Il dato medio per famiglia si attesta a 3.449 euro annui, ben al di sopra della media nazionale di 2.895 euro. Un risultato che evidenzia una forte propensione alla spesa, pur in un contesto economico caratterizzato da incertezze e cambiamenti nelle abitudini di acquisto.
A livello regionale, il Veneto si posiziona al terzo posto in Italia per volume complessivo, con 7,16 miliardi di euro, ma registra una flessione del 2,9%. A incidere maggiormente sul rallentamento è il comparto della mobilità, che continua a mostrare segnali di difficoltà.
Nel dettaglio, il settore delle auto nuove rappresenta uno dei principali elementi di criticità. A Verona si registra un calo del 7,3%, per un totale di 308 milioni di euro, mentre i motoveicoli segnano una diminuzione del 7,4%. La contrazione riguarda soprattutto gli acquisti più impegnativi, segno di una maggiore prudenza da parte delle famiglie, che tendono a rinviare o ridimensionare le spese più onerose.
Diversa la situazione per il mercato dell’usato, che appare più stabile. Le auto di seconda mano registrano infatti una flessione minima dello 0,2%, indicando una preferenza crescente verso soluzioni economicamente più sostenibili. Questo orientamento riflette un cambiamento nei comportamenti di consumo, con maggiore attenzione al rapporto qualità-prezzo.
Anche il comparto tecnologico mostra segnali contrastanti. La telefonia registra un calo del 4,5%, in linea con il trend negativo regionale che vede il Veneto tra le aree più in difficoltà in questo segmento. Al contrario, il settore dell’Information Technology riesce a mantenersi stabile, con una lieve crescita dello 0,2%.
Tra i comparti più resilienti figura quello dell’arredamento. I mobili, storicamente rilevanti per l’economia locale, limitano le perdite allo 0,5%. Un dato che conferma la solidità di un settore radicato nel territorio, capace di resistere anche in fasi di rallentamento economico.

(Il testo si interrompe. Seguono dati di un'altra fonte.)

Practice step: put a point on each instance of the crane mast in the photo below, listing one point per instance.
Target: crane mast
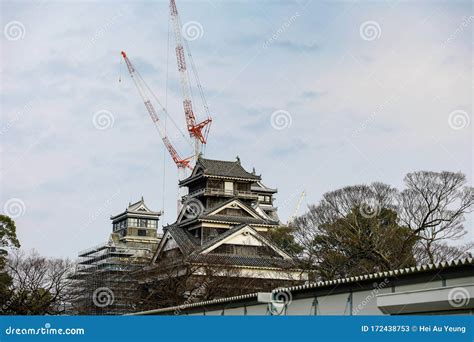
(140, 84)
(197, 131)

Il confronto con le altre province venete evidenzia un quadro eterogeneo. Verona e Padova condividono il vertice per volume complessivo di spesa, entrambe con 1,41 miliardi di euro. Altre realtà mostrano invece dinamiche più contenute, come Venezia, che registra la spesa media familiare più bassa della regione con 3.033 euro.
Situazioni differenti emergono anche nei comparti specifici: Vicenza e Treviso risultano particolarmente penalizzate nel segmento dei motoveicoli, con cali rispettivamente del 16,5% e del 22%. Al contrario, Rovigo e Belluno evidenziano una buona tenuta nel mercato delle auto usate, con performance superiori rispetto ai grandi centri.
Nel complesso, i dati delineano un Veneto “a due velocità”, in cui Verona si distingue come motore principale dei consumi, pur risentendo delle difficoltà che interessano alcuni settori chiave. La capacità di mantenere livelli di spesa elevati, nonostante il contesto in flessione, conferma il ruolo centrale della provincia nel panorama economico regionale.